Eigentum ist nicht einmal für den Erfinder des besagten Spruches in jedem Fall „Diebstahl“. Sehr häufig ist es aber das Ergebnis von Umverteilung zum Vorteil der Besitzenden. Je drastischer die Umverteilung ausfällt und je unfreiwilliger sie erfolgt, desto mehr nähert sich Eigentum Diebstahl an. Man kann Diebstahl natürlich als ungesetzliche Aneignung von fremdem Besitz definieren. Dann steht der Aspekt der Legalität im Mittelpunkt. Wie wir alle wissen, können sich Gesetze aber ändern, und sie sind nicht unbedingt mit Gerechtigkeit identisch.
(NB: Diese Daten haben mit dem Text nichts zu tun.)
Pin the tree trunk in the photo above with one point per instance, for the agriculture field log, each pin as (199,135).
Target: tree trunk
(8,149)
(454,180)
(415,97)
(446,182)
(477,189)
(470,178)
Eine zweite Definition von Diebstahl wäre die Aneignung von fremdem Besitz gegen den Willen des Besitzers. Überlegen Sie sich in diesem Zusammenhang einmal folgendes: Für welche Waren und Dienstleistungen würden Sie den üblicherweise geforderten Preis bezahlen, wenn Sie über diesen Preis frei entscheiden könnten? Solche Gedankenspiele scheinen absurd, weil unserer Alltagserfahrung widersprechen. Mir ist dadurch aber einiges klar geworden. Z.B. hätte ich für die CD meiner Lieblingsband, die ich für 5,95 Euro aus dem Regal genommen habe, ohne weiteres auch 20 Euro gegeben. Schließlich kann ich diese CD 50- oder 100mal hören, und empfinde die Leistung des Künstlers jedes Mal als ein Geschenk. Für ein Vollkornbrot zu 3,50 Euro würde ich freiwillig wahrscheinlich den gleichen Preis zahlen. Es hat ja für mich einen Wert, und es ist einsehbar, dass die Leistung des Bauern bzw. des Bäckers honoriert werden muss. Wie steht es aber mit der Stromrechnung? Sind Sie wirklich damit einverstanden, dass Ihre Miete mit Nebenkosten 40 Prozent Ihres Einkommens verschlingt? Und würden Sie Ihrer Bank freiwillig innerhalb von 20 Jahren mehr als das Doppelte des Kaufpreises für Ihr Eigenheim bezahlen, wenn Sie selbst über den Zinssatz bestimmen könnten? Warum müssen überhaupt Zinsen verlangt werden? Würden nicht auch eine Abwicklungsgebühr und ein Inflationsausgleich die Kosten der Bank decken?

Alle diese Gebühren, Zinsen und Mieten bezahlen Sie, weil man sie von Ihnen erpresst hat. Sie haben sich an diese Erpressung gewöhnt, weil die meisten Menschen gleichermaßen davon betroffen sind, weil die Erpressung in das System eingesickert ist. Niemand hält Ihnen mehr die Pistole an die Schläfe. Es genügt meist der Wink mit dem Anwalt oder mit der Einstellung der Stromlieferung. Es besteht also eine Art „Gleichheit vor dem Erpresser“. Solche erpresserische Strukturen entstehen meist durch Monopole (z.B. Patente auf Medikamente), durch Oligopole (Stromkonzerne) oder durch flächendeckende Hochpreispolitik (Mieten).

Sicher gibt es auch Menschen, die so uneinsichtig sind, dass sie freiwillig nicht mal 10 Cent für einen Laib Brot bezahlen würden. In diesem Fall ist es sinnvoll, dass Brote in dieser Preisklasse überhaupt nicht auf dem Markt zu finden sind. Wie sollte ein Bauer auch davon leben können? Der Geiz, den viele Leute im Kleinen entwickeln (z.B. bei Lebensmittel), entsteht aber auch durch den Existenzdruck, den sie empfinden. Und dieser rührt auch daher, dass bestimmte Instanzen einen übermäßigen Anteil an unserem erarbeiteten Wohlstand als Tribut erpressen.  Ob Eigentum als Diebstahl empfunden wird, hat auch eine sehr stark subjektive Komponente.